Geneva based Pictet Asset Management is not your typical investment house.
Unlike most of its rivals, it is not a listed company but a partnership which means it does not have to keep the City happy with ever increasing profits and revenues. It can take a more laid-back and considered view and plan for the long term.
It also goes about its investing in a slightly different way. Rather than run traditional equity funds set up on a geographic basis, it is big into identifying key investment themes and building portfolios to profit from them.
The result is that a fifth of the £140billion of assets it manages are now in single thematic funds such as water, robotics, biotech and clean energy – areas that are growing rapidly as a result of new technological developments.
The logic is that these themes will gain popularity and drive stock markets forward.
Sometimes the themes that Pictet chooses run their course, necessitating a change of direction.
The Telecom fund is now the Pictet Digital fund while the latest repositioning has taken place on Pictet Agriculture which since August last year has been renamed Pictet Nutrition.
The fund’s portfolio has also been overhauled to reflect the greater emphasis on investing in companies which are helping improve the quality of food.
‘Out have gone the pesticide manufacturers and the red meat suppliers,’ says Cedric Lecamp, manager of the fund.
Cedric Lecamp: ‘What we are now doing is looking for companies that are helping produce healthier food and reducing food wastage’
‘What we are now doing is looking for companies that are helping produce healthier food and reducing food wastage both in the production process and when it arrives on the shelf.’
The buzzwords for Lecamp are ‘quality, access and sustainability’. He is focused on companies which are ensuring better quality food, providing wider access to healthy produce or enabling more food to be yielded from the land that then lasts longer.
Lecamp estimates that there are some 350 companies worldwide that meet the fund’s investment criteria.
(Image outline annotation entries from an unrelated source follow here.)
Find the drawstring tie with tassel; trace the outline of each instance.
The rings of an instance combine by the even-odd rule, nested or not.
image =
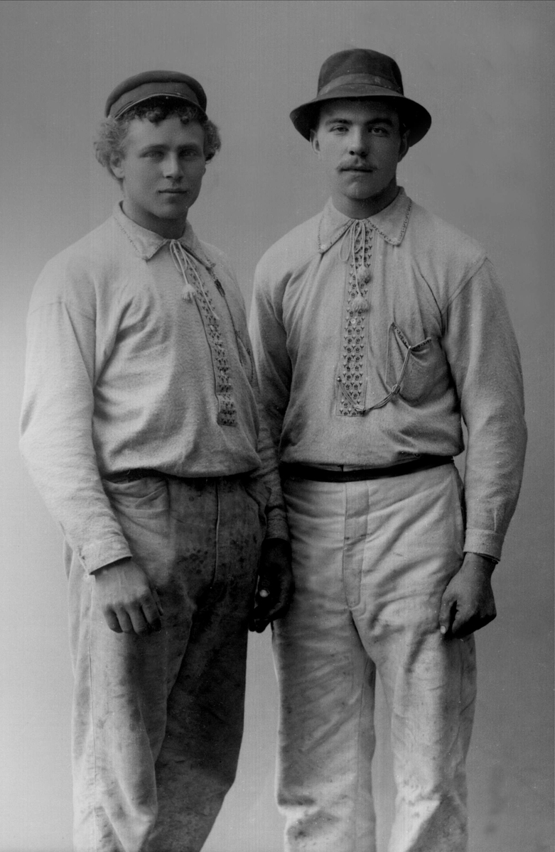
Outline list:
[[[217,320],[217,314],[212,308],[211,300],[208,298],[205,291],[202,279],[197,272],[194,258],[189,255],[178,239],[170,240],[170,254],[171,255],[171,259],[173,260],[177,271],[181,273],[183,281],[185,282],[183,289],[182,290],[182,298],[183,298],[185,302],[194,302],[197,296],[198,289],[204,296],[208,310],[212,314],[214,319]],[[191,284],[191,281],[188,278],[188,272],[191,279],[196,283],[197,287]]]
[[[368,300],[362,295],[362,291],[361,289],[362,286],[369,283],[372,277],[370,269],[364,264],[367,233],[368,230],[364,220],[355,219],[344,233],[343,239],[341,240],[341,245],[339,247],[339,260],[343,261],[344,263],[348,263],[350,258],[352,257],[353,259],[353,271],[355,273],[355,284],[356,285],[356,296],[353,299],[351,308],[356,314],[364,314],[366,311],[370,310]],[[356,243],[359,241],[361,242],[362,245],[362,266],[360,269],[357,269],[355,248]],[[347,246],[346,255],[344,250],[345,245]]]

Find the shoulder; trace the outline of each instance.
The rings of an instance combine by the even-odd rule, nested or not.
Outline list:
[[[463,231],[413,202],[406,238],[414,252],[427,253],[446,269],[470,273],[486,259],[482,245]]]
[[[32,308],[41,302],[86,300],[90,285],[113,277],[121,263],[124,236],[111,217],[52,257],[35,285]]]
[[[282,280],[307,264],[318,252],[321,218],[321,212],[278,239],[258,262],[255,279]]]

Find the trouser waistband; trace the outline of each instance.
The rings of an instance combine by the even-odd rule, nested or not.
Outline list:
[[[451,456],[422,455],[410,462],[401,462],[386,468],[359,468],[356,470],[331,470],[312,464],[280,465],[282,479],[305,479],[315,482],[359,482],[361,480],[381,479],[386,476],[403,476],[417,470],[427,470],[441,464],[452,464]]]

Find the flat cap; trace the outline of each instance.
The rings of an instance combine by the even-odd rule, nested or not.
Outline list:
[[[431,116],[421,104],[405,96],[399,66],[385,54],[351,48],[328,56],[320,70],[318,94],[291,113],[295,128],[305,139],[317,123],[326,101],[344,99],[389,101],[408,129],[408,144],[415,145],[430,130]]]
[[[178,71],[145,71],[135,77],[129,77],[113,89],[106,101],[104,113],[118,118],[142,101],[156,97],[185,101],[196,106],[204,118],[206,117],[206,95],[204,89],[193,77]]]

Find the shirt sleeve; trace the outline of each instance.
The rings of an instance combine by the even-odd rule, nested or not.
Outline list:
[[[269,434],[279,452],[292,369],[280,301],[274,295],[260,265],[255,273],[249,331]]]
[[[91,573],[131,555],[93,444],[95,320],[63,300],[37,301],[27,320],[21,452],[69,546]]]
[[[499,560],[520,490],[527,431],[518,346],[489,261],[450,302],[442,345],[468,430],[465,550]]]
Of these, 150 are ‘real candidates’ for inclusion in the fund although currently holdings total 55.
Key positions include a stake in food manufacturer Kerry Group, owner of brands such as Dairygold, LowLow and Charleville. The Irish-based company ticks Lecamp’s boxes because of its determination to reduce the use of salts, sugar and fats across its brands.
The fund also has a position in Chr Hansen, a Danish producer of enzymes and cultures that help extend the shelf life of many dairy products. Located north of Copenhagen, Lecamp says Chr Hansen is part of a ‘silicon valley of enzyme technology’.
Any suggestion that the fund is based more on marketing hype than investment potential is washed away by two key facts.
First, all potential investments are screened by third party the Access to Nutrition Foundation for their commitment to delivering healthier food products.
Secondly, while Lecamp dictates the fund’s holdings, he also draws on the knowledge of key nutritional experts.
They are part of an ‘advisory board’ whose role is to help Lecamp identify emerging nutritional themes – the idea being that he can then invest in companies operating in these areas before anyone else.
Enzyme technology is currently the rage although Lecamp and his advisers believe personalised nutrition – tailored nutritional advice – could be the next big theme to take off.